Em João Monlevade, a Secretaria de Educação assumiu com competência técnica e atitude participativa a gestão das atividades previstas no Plano de Educação do município.

Por seu turno, as escolas têm demonstrado sintonia com as prioridades estabelecidas no Plano Municipal, sem que isto represente qualquer tipo de limitação à autonomia que a legislação lhes garante. Ao contrário, as escolas têm fortalecido sua capacidade de administrar questões locais e de buscar melhores resultados de aprendizagem.

Em João Monlevade, o processo de melhoria da qualidade da educação foi impulsionado pela construção de diretrizes e instrumentos de gestão que articularam de forma sistêmica e integrada a implantação de um conjunto de ações prioritárias em todas as escolas da rede municipal. As ações em curso nas áreas mais críticas para a melhoria da qualidade do ensino são acompanhadas a partir dos indicadores de avaliação da rede, gerados anualmente.

Os avanços em competência e autonomia dos agentes locais representam condições de sustentabilidade das mudanças até aqui alcançadas. A experiência aponta caminhos para que se evitem rupturas ou descontinuidades que caracterizaram a cultura de gestão pública de muitos municípios brasileiros. A Secretaria Municipal de Educação tem dado continuidade a um padrão de gestão baseado em metas, ações prioritárias e indicadores de resultados gerados periodicamente.

Os princípios que basearam a mudança em João Monlevade (e que foram consagrados no Plano de Educação do município) são os seguintes:

1) A responsabilidade pela educação é de toda a sociedade e, por isto, a cidade precisa ter um projeto educacional compartilhado, formulado com ampla participação da comunidade local.

2) A gestão democrática é o caminho para estimular a participação e a co-responsabilidade de todos (Secretaria de Educação, escolas, pais, alunos e comunidade local) em relação aos resultados da educação.

3) A educação precisa ser inclusiva: deve ser capaz de acolher e integrar todos os alunos, independentemente de suas características e diferenças pessoais, familiares e socioculturais.

4) A educação só será efetivamente inclusiva se puder garantir que todos terão iguais oportunidades de aprendizagem, se conseguir oferecer a todos um ensino de qualidade.

A metodologia de gestão educacional adotada em João Monlevade busca possibilitar a todos os interessados a oportunidade de acompanhar o desempenho da educação no município e de contribuir para o seu aprimoramento. Com isto, promove a responsabilização de todos pela melhoria e sustentação dos processos educativos.

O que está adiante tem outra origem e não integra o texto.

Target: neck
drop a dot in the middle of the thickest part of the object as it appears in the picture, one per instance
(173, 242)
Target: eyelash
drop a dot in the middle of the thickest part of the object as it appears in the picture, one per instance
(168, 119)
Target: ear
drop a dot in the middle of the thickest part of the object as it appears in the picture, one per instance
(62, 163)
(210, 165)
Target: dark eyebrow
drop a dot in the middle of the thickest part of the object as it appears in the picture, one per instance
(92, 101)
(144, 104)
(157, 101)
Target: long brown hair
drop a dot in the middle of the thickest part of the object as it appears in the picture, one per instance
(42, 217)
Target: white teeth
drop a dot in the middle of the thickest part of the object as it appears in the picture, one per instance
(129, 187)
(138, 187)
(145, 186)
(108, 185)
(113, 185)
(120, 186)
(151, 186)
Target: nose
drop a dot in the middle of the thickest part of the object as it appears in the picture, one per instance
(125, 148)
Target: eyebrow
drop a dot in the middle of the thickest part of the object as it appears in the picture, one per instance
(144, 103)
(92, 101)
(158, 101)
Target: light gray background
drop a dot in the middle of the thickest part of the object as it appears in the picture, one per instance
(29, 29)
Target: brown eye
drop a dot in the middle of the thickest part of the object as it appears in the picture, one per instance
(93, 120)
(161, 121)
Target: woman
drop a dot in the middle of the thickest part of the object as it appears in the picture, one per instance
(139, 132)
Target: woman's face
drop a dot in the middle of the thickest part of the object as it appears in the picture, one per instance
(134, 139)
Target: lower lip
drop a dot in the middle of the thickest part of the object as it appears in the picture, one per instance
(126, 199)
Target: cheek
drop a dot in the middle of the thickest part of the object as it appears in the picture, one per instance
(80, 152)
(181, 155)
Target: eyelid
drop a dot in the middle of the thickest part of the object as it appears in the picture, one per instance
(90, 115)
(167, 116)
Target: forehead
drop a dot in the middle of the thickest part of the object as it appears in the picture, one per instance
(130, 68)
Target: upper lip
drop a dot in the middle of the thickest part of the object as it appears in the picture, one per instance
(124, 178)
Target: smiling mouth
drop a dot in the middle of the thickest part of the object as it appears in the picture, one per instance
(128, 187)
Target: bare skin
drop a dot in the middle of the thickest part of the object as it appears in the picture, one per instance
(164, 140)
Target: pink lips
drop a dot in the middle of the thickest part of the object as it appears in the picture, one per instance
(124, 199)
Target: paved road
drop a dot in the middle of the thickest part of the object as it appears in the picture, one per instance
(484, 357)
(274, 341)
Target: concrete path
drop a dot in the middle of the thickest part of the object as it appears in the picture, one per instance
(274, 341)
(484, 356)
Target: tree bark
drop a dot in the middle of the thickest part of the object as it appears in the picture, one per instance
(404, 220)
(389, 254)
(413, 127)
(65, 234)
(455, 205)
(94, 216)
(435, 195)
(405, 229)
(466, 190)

A experiência de João Monlevade mostra que o município é um espaço em que o esforço coletivo em busca da melhoria da educação pública deve ter grandes chances de sucesso, pois ali os problemas podem ser identificados de forma mais clara e as soluções podem se viabilizar mais facilmente; a participação dos educadores e da comunidade fica mais favorecida e pode convergir para finalidades coletivamente priorizadas, gerando resultados mais efetivos.